Towards MM Immunotherapy by Adoptive Transfer of Idiotype-specific T cells
Year Awarded: 2007 Type of Grant: Senior Research Awards
Location: United States Institution: University of Oslo, Faculty of Medicine
Amount: $200,000 Investigator: Bjarne Bogen
We have recently reported the first description of a successful primary anti-myeloma immune response mediated by T cells. We wish now to characterize the mechanisms of how the immune system prevents myeloma development. This knowledge should contribute to the development of new strategies for therapy of multiple myeloma. Adoptive T cell-transfer therapy has been successful for melanoma patients. Our preliminary work indicates that transfer of myeloma-specific T cells may efficiently cure mice from multiple myeloma. We wish to extend these initial studies with the aim of developing optimal protocols for immunotherapy of multiple myeloma in a well-defined mouse model.
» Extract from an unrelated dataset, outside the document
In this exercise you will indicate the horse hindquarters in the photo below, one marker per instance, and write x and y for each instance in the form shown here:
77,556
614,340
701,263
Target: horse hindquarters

Evaluation of Novel STAT3 Inhibitors in Multiple Myeloma
Year Awarded: 2007 Type of Grant: Senior Research Awards
Location: United States Institution: Dana-Farber Cancer Institute
Amount: $200,000 Investigator: Erik Nelson
In multiple myeloma, a protein called STAT3 often functions improperly. To treat myeloma, I have identified three drugs known to be safe in humans that show potent anti-tumor activity. In this proposal, I will determine the effectiveness of these drugs, alone, and in combination with existing anti-cancer drugs, using various myeloma model systems. I also propose to identify other safe drugs with previously undescribed anti-myeloma activity. Since these drugs are already in clinical use for other diseases, it may be possible to rapidly bring them to the clinic for the treatment of patients with myeloma.